Within the first couple of days of my internship a lady entered the office I work in and seemed excited by the prospect of an intern – and thus I was recruited into the testing of a product called ServiceNow. ServiceNow is a system for the reporting and management of issues, requests and the like within the university. The section I was specifically testing was the interface for students to report issues, and monitor their progress.

So I arrived at the test suite at 9am and was provided with an .xlsm file detailing the specific tasks I was to run through alongside their expected outcome. Alongside these were a couple of columns for me to enter into – most importantly were the ‘Pass/Fail’ and ‘Actual Result’ columns.

The first few tasks were your run-of-the-mill questions evaluating the initial experience: ‘You can log in and are taken to the Landing Page’ (rather important), ‘The logo and branding match the University of Southampton branding’, ‘Options X, Y and Z are available in the navigation menu’ etc.
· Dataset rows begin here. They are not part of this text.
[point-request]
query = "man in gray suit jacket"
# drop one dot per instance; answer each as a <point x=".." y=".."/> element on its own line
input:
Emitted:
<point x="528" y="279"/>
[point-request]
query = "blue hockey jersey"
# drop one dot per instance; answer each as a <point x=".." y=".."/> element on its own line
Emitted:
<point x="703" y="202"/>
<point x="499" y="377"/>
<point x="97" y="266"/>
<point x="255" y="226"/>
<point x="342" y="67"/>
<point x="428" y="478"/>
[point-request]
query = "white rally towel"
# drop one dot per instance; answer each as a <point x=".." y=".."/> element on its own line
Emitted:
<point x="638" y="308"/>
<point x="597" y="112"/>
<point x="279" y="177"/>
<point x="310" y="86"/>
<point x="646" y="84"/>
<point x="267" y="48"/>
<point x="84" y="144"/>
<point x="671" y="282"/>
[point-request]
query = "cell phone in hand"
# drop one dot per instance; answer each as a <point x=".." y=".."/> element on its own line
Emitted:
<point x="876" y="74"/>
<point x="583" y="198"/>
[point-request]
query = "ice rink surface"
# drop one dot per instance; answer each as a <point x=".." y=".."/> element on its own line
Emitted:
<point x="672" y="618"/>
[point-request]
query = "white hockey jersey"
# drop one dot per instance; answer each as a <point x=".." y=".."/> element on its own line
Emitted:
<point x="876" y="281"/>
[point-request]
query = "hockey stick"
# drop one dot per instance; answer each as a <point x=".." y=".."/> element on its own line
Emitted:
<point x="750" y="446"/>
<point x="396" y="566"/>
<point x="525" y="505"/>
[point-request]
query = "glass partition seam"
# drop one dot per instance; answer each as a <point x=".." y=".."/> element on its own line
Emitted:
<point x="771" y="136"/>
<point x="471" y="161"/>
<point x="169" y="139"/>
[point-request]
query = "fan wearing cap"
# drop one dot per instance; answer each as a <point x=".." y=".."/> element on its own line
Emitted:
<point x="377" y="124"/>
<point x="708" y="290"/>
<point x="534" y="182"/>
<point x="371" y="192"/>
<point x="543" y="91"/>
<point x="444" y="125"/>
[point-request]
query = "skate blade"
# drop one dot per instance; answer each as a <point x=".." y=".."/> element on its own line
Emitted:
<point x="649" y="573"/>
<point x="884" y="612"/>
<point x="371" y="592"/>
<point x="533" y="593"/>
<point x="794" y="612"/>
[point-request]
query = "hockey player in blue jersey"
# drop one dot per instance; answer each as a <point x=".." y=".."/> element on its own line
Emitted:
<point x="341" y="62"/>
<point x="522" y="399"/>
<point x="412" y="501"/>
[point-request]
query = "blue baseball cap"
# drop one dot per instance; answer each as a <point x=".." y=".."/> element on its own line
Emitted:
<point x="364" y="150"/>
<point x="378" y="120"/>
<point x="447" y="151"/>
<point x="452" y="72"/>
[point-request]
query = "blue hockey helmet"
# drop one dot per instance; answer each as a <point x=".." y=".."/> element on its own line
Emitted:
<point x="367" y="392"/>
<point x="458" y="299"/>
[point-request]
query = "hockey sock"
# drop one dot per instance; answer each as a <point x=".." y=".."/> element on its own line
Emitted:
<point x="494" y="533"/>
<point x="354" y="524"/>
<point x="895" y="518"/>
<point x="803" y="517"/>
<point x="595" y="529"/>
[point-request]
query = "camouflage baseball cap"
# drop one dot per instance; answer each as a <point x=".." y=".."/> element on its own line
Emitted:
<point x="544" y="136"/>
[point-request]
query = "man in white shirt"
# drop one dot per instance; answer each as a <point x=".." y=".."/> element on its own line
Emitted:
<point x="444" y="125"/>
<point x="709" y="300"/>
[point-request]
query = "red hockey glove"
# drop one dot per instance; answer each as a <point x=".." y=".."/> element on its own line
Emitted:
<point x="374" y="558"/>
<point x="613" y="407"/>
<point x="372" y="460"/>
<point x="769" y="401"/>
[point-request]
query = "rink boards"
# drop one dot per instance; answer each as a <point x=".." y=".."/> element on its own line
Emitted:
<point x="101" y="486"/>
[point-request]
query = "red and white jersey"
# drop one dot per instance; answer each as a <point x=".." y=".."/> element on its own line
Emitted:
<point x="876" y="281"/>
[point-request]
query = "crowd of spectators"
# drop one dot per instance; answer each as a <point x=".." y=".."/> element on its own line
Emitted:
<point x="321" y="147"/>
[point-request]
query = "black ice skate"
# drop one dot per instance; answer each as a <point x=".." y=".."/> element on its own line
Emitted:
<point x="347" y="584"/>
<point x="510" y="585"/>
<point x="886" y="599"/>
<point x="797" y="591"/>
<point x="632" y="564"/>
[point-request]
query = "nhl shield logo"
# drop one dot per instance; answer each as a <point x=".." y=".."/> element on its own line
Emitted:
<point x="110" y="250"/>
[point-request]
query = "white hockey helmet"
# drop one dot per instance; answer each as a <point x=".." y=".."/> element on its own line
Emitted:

Then the more in-depth testing came: There were three main departments tickets could be submitted to – Finance, HR and IT. I was provided with an (almost identical) list of tasks for each to run through, attempting to submit tickets through all available options and seeing what would break. There were some issues here and there – generally everything went very smoothly for the HR section, though there were some difficulties with the other two. Everything seemed fine from the front end, but things were hanging up on the back-end (being sat next to someone who was monitoring the system made analysing this significantly easier). I should imagine this won’t be too difficult to remedy as the three department’s tickets were almost identical, so if one works fine then it should be easy to compare to the others to determine the issue.

There were a few other issues present – an occasional dead link, missing information and the likes. Overall though, the system seemed to hold up well – it has things to be fixed, of course, but that’s the whole purpose of testing it.

This’ll be left as the rather short post that it is – the Open Badges project is reaching a potential climax, however, so I’ll hopefully have a lot to write about very soon.